Driver Brad Keselowski is young, brash — his competitors may say arrogant and unrepentant — loves social media and has no qualms drawing attention to himself.
Wolfe, his Sprint Cup crew chief, is the opposite.
"I don't know what most people in the garage's perception of me is now but I can probably come across as a jerk, just because I'm quiet," said Wolfe, his voice barely audible over the roar of practice at Phoenix International Raceway.
"I'm quiet. I keep to myself. … I feel like when I come to the racetrack, I'm here to do my job and I try to do it the best way I know how."
Keselowski, who enters today's AdvoCare 500 well within striking distance of his first championship, shares the objective even if his path is different.
Keselowski isn't afraid to engage fans or fellow competitors on hot topics. NASCAR fined him for criticizing its move to fuel-injection technology last season. And he has drawn the ire of many drivers, including public run-ins with Denny Hamlin, Carl Edwards and others.

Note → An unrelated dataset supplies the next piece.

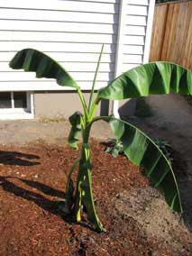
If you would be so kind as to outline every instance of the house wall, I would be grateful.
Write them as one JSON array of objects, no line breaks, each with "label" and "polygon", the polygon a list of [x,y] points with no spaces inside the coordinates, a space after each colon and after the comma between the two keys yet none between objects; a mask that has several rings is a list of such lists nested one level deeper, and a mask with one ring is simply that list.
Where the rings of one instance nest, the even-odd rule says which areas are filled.
[{"label": "house wall", "polygon": [[[84,92],[87,102],[89,99],[89,92]],[[95,95],[96,96],[96,95]],[[68,118],[76,111],[83,113],[80,100],[76,92],[35,92],[34,107],[36,118]],[[96,115],[108,114],[108,102],[102,101],[97,107]]]},{"label": "house wall", "polygon": [[[91,88],[102,43],[105,49],[96,89],[142,63],[150,5],[154,0],[123,0],[123,23],[119,15],[121,1],[0,0],[0,92],[33,91],[36,114],[43,108],[40,97],[45,100],[49,95],[52,100],[58,91],[67,95],[63,97],[69,97],[69,87],[9,68],[11,59],[23,48],[42,50],[57,59],[84,90]],[[118,46],[121,50],[117,50]],[[42,91],[49,94],[43,96]],[[71,97],[73,95],[71,91]],[[60,93],[58,96],[61,97]],[[52,106],[55,113],[60,113],[58,104]]]}]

Those actions might seem to run counter to the well-ordered, nose-to-the-grindstone operation Wolfe runs with Penske Racing's No. 2 Dodge team.
But here's a little secret.
"I don't really tell Brad this but probably 90 percent of the time the stuff he puts out there, I — me and the team — believe is true," Wolfe said.

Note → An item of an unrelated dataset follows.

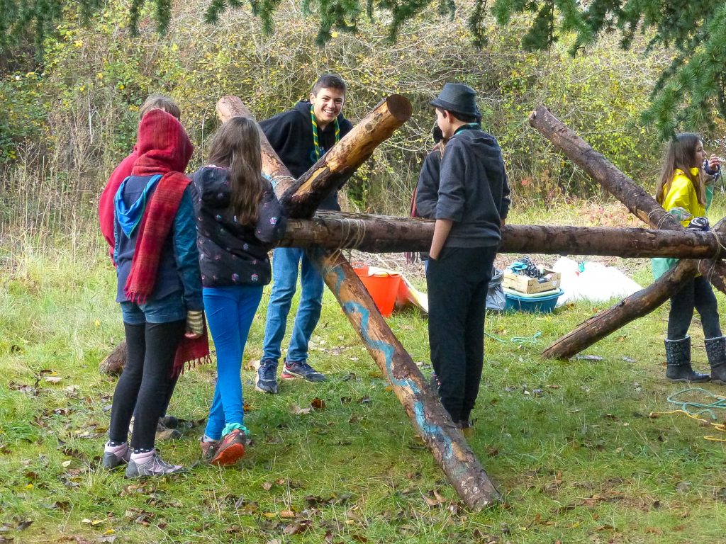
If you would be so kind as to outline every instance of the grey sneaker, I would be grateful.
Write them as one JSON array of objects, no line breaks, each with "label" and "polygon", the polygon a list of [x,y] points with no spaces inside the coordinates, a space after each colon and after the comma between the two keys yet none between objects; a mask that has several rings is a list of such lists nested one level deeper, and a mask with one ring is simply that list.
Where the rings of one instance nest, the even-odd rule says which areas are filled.
[{"label": "grey sneaker", "polygon": [[269,359],[260,361],[255,389],[261,393],[277,394],[277,361]]},{"label": "grey sneaker", "polygon": [[131,456],[131,450],[129,444],[123,445],[125,448],[112,448],[107,443],[104,448],[103,459],[101,461],[104,469],[115,469],[129,462]]},{"label": "grey sneaker", "polygon": [[327,379],[325,374],[318,372],[307,363],[302,360],[286,360],[280,377],[282,379],[303,378],[308,382],[325,382]]},{"label": "grey sneaker", "polygon": [[136,464],[134,459],[129,461],[126,466],[127,478],[139,478],[142,476],[166,476],[167,474],[178,474],[186,471],[182,465],[172,465],[161,458],[158,453],[154,452],[146,463]]}]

"We've gotten to the point now where if Brad is running his mouth, he usually goes out there the next day and backs it up. You have to respect that about him."

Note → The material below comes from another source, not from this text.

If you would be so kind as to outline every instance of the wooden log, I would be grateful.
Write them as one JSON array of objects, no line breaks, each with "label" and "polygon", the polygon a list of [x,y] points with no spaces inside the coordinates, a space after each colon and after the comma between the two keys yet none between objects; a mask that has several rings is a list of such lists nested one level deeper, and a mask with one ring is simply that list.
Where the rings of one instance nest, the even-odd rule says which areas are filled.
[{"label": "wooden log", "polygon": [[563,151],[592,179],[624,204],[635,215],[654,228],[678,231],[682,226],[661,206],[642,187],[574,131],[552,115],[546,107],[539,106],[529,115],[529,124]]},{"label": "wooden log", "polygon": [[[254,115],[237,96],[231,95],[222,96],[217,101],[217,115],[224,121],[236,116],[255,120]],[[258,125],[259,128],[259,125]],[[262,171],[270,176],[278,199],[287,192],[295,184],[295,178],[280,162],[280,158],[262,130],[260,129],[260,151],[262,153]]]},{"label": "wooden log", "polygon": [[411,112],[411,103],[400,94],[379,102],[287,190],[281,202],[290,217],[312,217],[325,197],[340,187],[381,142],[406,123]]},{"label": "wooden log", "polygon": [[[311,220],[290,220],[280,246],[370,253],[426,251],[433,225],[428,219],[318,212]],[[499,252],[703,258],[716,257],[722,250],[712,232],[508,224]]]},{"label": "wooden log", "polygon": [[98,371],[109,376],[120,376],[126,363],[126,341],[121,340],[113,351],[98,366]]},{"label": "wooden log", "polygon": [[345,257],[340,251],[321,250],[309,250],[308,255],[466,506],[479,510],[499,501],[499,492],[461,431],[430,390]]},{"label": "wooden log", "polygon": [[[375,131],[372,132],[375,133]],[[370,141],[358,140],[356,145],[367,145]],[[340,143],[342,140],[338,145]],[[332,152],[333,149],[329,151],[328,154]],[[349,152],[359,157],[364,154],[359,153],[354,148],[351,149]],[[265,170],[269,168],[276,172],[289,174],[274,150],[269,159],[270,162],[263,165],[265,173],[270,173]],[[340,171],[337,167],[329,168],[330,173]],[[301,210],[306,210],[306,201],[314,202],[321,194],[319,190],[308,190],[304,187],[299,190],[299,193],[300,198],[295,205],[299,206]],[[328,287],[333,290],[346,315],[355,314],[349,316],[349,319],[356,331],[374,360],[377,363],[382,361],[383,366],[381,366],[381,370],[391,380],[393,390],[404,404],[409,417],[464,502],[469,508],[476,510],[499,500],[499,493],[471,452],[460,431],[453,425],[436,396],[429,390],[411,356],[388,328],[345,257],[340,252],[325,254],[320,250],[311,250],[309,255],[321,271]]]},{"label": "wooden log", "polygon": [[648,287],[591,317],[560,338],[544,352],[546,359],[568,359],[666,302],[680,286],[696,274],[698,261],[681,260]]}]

Keselowski, 28, and Wolfe won the 2010 Nationwide series championship together. Since they joined forces in Cup in 2011, they have risen quickly, with three victories last year and five in 2012.
After finishing second last week at Texas, losing the lead late to Johnson, Keselowski asked Wolfe to keep his team "pumped up" and to remind them he wasn't giving up. None of that was necessary, Wolfe said.
"The guys on my race team are not the type of guys that need people to be patting them on the back. They're all racers, they work hard," he said.
For Wolfe, that comes from his background. He began as a driver, often working on his own cars. He made 16 starts in the Nationwide series and more than 40 starts in lower series. Wolfe, 35, first moved into the role of crew chief when he drove for Fitz-Bradshaw Racing.
There are so many ways Keselowski and Wolfe are different. Yet, they remain the same in one big way — performance.
"I think that he and I have a very special dynamic that's hard to quantify," Keselowski said. "It's a relationship where over time it's built on trust and every step you take, every day that you work together or live around each other, you go through those moments where you're challenged and you're looking at each other to react. … And each instance I feel like he and I have done a really good job of taking adversity and fighting through it, becoming stronger from it and making better decisions."